Federal courts in the United States hear over 50,000 appeals a year and state courts hear approximately 300,000. Over 250,000 of these appeals are duds. Certainly a great amount of resources are wasted in these losing appeals, many of which likely had little chance of success.
Professor Steven Shavell suggests that appellants should be provided with an additional method of appeal, as a way of alleviating these wasted costs in his paper “On the Design of the Appeals Process: The Optimal Use of Discretionary Review versus Direct Appeal”. Instead of being required to spend a large sum of money to prepare a full appeal, appellants should have the option to seek a less expensive form of discretionary review.
Most appeals systems require direct appeal while some supreme courts use discretionary review, like the Supreme Court’s petition for certiorari. It is hard to fundamentally reform these appellate systems in most countries because there are constitutional rights to appeal. Instead of changing the appeals system, Shavell proposes that appellants be given a choice: Pursue a costly full appeal, or get a cheaper, quick look at the case via discretionary review.
The benefit of such a system is that appellate judges have valuable information about how they will decide the case that appellants do not possess. The appellate judges can reveal that information to the appellants at a quick and relatively cheap discretionary review stage. This relieves the appellants of the wasted cost of preparing a thorough appeal when it has little chance of succeeding. It may also have other benefits like clarifying the issues on appeal. On the flip side, discretionary review may create needless costs if the chance of reversal is high. When reversal is almost a sure thing, there is no need for the intermediate step of direct appeal.
Shavell’s model affirms these intuitions, showing that there may be a range of probabilities under which discretionary review is efficient. If the probability of reversal is low (as estimated by the appellant), both discretionary review and direct appeal are wasteful and inefficient. In some middle ground of probability, discretionary review would be more efficient than direct appeal. And if the likelihood of reversal is high, direct appeal is more efficient than discretionary review. By giving the appellant an additional option—discretionary review—that is more efficient in some cases, the appeals system can be made more efficient.
This proposal raises two primary questions. What would a discretionary review system look like and would it be any different from current practice? And, could such a system actually turn out to be worse?
First,Shavell suggests that discretionary review would involve minimal briefing by the appellant, no appellee response, and no oral argument. This would save the appellant some resources, save the appellee all their costs, and perhaps decrease the effort expended by the court.
However, the time a judge saves by only evaluating a limited discretionary brief may be small.
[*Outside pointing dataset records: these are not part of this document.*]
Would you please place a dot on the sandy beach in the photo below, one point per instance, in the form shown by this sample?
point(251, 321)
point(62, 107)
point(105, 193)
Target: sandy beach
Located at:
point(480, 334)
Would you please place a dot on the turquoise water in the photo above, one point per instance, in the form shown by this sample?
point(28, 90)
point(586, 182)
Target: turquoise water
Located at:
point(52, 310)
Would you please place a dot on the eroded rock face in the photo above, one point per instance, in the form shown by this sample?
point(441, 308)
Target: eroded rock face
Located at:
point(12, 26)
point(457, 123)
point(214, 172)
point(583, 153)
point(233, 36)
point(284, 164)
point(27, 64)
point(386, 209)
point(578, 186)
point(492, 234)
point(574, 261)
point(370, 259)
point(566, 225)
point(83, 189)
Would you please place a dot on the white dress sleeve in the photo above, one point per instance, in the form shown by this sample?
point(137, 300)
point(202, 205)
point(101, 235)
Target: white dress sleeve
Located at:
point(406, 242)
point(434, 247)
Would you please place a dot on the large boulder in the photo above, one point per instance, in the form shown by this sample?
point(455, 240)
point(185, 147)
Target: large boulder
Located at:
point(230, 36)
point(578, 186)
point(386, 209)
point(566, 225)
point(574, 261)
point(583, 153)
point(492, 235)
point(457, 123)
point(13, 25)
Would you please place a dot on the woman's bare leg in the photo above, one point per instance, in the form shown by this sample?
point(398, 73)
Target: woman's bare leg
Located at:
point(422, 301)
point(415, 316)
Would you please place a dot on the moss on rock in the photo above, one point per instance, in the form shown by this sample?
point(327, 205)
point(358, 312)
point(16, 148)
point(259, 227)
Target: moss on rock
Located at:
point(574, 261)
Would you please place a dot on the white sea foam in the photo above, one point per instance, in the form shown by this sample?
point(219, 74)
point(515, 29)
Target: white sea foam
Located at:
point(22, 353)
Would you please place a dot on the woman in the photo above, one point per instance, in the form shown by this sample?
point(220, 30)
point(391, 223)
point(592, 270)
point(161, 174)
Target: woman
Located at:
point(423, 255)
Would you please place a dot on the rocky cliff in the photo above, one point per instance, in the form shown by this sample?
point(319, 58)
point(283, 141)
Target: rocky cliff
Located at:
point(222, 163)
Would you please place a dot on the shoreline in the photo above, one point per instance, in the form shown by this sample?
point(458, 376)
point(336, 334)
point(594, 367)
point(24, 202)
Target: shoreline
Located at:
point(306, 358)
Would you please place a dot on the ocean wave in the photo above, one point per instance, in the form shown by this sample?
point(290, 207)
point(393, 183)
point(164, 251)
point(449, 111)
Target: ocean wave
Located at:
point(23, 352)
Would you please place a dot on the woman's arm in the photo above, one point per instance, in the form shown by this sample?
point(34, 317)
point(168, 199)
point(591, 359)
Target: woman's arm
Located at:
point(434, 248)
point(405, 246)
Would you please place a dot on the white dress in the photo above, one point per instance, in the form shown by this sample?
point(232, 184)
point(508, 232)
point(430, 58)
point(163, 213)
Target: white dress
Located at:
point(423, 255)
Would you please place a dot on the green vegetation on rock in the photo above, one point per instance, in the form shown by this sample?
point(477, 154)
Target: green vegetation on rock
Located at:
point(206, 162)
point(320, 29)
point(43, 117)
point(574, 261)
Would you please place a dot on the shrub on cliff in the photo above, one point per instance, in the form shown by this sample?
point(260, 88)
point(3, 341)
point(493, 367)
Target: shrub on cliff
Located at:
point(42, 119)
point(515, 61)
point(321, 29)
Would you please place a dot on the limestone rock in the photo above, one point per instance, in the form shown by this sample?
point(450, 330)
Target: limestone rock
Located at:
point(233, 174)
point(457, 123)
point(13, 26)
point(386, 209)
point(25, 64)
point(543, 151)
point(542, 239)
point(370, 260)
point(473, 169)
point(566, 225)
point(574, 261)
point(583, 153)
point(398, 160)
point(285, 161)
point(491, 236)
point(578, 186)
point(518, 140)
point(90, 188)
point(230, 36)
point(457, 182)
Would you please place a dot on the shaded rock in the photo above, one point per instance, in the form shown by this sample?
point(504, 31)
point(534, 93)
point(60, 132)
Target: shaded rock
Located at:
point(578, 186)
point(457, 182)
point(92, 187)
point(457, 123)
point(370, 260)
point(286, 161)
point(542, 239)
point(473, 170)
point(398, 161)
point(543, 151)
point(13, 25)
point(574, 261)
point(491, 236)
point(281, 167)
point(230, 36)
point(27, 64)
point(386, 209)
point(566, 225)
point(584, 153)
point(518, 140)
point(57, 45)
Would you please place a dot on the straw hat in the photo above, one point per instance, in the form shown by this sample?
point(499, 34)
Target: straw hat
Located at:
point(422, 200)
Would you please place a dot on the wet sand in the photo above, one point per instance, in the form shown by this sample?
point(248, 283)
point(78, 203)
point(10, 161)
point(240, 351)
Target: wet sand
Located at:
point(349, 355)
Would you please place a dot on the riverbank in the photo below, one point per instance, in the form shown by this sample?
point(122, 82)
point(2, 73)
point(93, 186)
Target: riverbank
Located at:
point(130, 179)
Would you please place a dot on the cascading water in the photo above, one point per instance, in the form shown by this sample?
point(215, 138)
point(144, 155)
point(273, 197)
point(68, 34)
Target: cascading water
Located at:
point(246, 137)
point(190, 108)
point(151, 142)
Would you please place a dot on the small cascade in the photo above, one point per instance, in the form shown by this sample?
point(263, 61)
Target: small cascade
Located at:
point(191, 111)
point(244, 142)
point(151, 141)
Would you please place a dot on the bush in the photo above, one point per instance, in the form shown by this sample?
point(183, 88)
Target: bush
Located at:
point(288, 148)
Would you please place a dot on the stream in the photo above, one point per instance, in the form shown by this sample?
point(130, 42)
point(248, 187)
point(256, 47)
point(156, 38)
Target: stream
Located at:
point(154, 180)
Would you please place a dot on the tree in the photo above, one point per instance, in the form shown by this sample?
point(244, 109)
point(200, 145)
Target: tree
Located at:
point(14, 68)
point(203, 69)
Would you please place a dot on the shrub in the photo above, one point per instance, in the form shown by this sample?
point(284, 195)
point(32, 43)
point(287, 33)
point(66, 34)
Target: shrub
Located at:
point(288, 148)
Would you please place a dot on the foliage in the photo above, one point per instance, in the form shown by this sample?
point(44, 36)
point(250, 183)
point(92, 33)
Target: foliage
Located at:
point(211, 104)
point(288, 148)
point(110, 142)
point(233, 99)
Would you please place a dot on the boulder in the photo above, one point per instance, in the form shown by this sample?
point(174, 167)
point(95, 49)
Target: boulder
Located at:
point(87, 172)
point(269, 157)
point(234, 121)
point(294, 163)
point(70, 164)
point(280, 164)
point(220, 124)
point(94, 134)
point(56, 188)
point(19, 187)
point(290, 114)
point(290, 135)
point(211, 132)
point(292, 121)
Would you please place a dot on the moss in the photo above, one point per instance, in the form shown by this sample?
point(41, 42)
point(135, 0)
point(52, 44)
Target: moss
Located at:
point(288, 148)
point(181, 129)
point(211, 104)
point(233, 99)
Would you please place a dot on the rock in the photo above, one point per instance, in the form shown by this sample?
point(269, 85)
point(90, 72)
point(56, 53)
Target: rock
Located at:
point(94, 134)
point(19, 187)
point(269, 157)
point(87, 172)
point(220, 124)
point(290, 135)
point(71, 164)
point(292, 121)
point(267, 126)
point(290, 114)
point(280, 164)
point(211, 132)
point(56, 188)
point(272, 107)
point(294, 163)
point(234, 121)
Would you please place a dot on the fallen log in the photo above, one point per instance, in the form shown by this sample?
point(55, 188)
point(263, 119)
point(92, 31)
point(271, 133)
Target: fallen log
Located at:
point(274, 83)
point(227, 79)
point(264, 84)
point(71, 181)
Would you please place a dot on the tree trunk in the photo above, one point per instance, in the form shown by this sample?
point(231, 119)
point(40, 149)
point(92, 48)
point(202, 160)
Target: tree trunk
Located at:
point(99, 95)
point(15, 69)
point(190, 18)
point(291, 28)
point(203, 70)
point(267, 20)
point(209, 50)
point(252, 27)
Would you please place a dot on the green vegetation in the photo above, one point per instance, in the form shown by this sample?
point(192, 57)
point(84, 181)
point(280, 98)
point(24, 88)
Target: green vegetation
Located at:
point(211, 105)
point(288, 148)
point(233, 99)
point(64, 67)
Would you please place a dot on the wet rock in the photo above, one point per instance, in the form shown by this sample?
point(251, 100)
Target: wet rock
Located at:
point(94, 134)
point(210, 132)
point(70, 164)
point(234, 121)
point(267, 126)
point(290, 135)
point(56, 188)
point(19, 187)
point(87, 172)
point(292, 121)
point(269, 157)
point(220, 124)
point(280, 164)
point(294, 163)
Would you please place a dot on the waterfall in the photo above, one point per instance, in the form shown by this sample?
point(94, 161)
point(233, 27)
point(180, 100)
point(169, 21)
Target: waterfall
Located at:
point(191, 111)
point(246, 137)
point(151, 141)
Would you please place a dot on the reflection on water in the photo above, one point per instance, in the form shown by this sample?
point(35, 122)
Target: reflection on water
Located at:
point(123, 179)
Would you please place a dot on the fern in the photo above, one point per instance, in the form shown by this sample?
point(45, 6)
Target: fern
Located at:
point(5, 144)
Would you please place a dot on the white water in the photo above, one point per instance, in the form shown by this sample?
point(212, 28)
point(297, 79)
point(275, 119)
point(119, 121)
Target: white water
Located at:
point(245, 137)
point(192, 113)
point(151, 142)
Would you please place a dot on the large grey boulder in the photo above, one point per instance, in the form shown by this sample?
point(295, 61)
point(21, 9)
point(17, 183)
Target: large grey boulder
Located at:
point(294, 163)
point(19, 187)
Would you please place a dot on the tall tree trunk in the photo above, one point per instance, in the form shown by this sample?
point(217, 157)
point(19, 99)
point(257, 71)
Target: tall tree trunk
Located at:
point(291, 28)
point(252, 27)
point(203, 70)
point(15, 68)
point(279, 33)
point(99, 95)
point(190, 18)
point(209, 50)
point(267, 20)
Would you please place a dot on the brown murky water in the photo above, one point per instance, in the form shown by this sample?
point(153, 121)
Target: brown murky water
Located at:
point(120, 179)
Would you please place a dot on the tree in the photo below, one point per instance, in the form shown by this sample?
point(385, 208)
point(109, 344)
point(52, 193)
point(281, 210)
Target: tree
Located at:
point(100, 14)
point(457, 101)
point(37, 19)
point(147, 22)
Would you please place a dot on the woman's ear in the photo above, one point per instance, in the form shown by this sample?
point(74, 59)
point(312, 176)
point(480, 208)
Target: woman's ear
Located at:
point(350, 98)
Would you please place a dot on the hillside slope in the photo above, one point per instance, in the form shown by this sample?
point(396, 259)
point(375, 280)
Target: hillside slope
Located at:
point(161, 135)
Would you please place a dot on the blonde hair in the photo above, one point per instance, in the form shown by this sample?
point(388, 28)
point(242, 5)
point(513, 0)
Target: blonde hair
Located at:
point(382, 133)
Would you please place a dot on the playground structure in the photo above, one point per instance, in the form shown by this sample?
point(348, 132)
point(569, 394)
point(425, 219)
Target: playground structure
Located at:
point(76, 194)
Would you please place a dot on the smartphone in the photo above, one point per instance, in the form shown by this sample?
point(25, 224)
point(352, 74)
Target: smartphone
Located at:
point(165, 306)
If the case has no merit, the judge can quickly throw it out. But a judge can do the same whether the appeal is limited discretionary review or direct appeal. If the case does have merit, then the court will actually waste time with the discretionary review stage. It will need to give it full consideration at the direct appeal stage, meaning some of the effort at the discretionary review state was wasted. Finally, the court saves no resources by foregoing oral arguments at the discretionary review stage because courts may already do that in the direct appeal system.
Even if the court saves little to no resources, the appellant gains valuable information about the appeal at a low cost. It is better to find out the appeal is a loser before the direct appeal stage. How much the appellant saves depends on the difference in cost between discretionary review and direct appeal. Since many cases are not appealed (80 to 90 percent), the costs of direct appeal appear to be a significant bar. There may be much room for discretionary review to reduce those costs.
Second, if appellants are given an additional choice of discretionary review there is a chance they will make inefficient choices on when to use discretionary review. As previously noted, there are some cases where it is not efficient to appeal, some where it is efficient to have discretionary review, and some where it is efficient to have direct review. A dual discretionary/direct system would be inefficient if cases ended up in discretionary review, when it would be better for them to not be appealed at all, or if they should have been directly appealed.
Both of these scenarios would occur if the costs were relatively low to the appellant. The appellant will appeal cases that they would not have appealed before if it is cheaper (note, sometimes this may be desirable if the costs of appeal were greater than society’s expected benefits). Also, the appellant may favor the cheaper discretionary review option because it gives them better information about the chance of reversal for little cost. Either of these problems could be solved by imposing additional fees on the appellant.
A final problem mentioned by Shavell was that judges are reluctant to embrace this system. Discretionary review is not something they see as part of their job. Why should a judge, in effect, be giving free advice to appellants regarding their case? It could drastically increase their workload. Even if it may be “efficient” for society, the judges may feel differently. The judge would be serving more as counsel to the appellant and less as a judge. At that point, maybe the judge would prefer to just go into private practice and perform the same function for more money.
No one can definitively say whether Shavell’s proposal would help solve an overloaded, and perhaps inefficient, appellate system. But it shows some promise for weeding out cases before a large amount of money is invested. The previous assumption has always been that appellants would never prefer discretionary review. That may be incorrect to the extent it saves them money. And for that reason, maybe it would be worth some experimentation, especially when there is little harm to the appellants because the choice is left to them.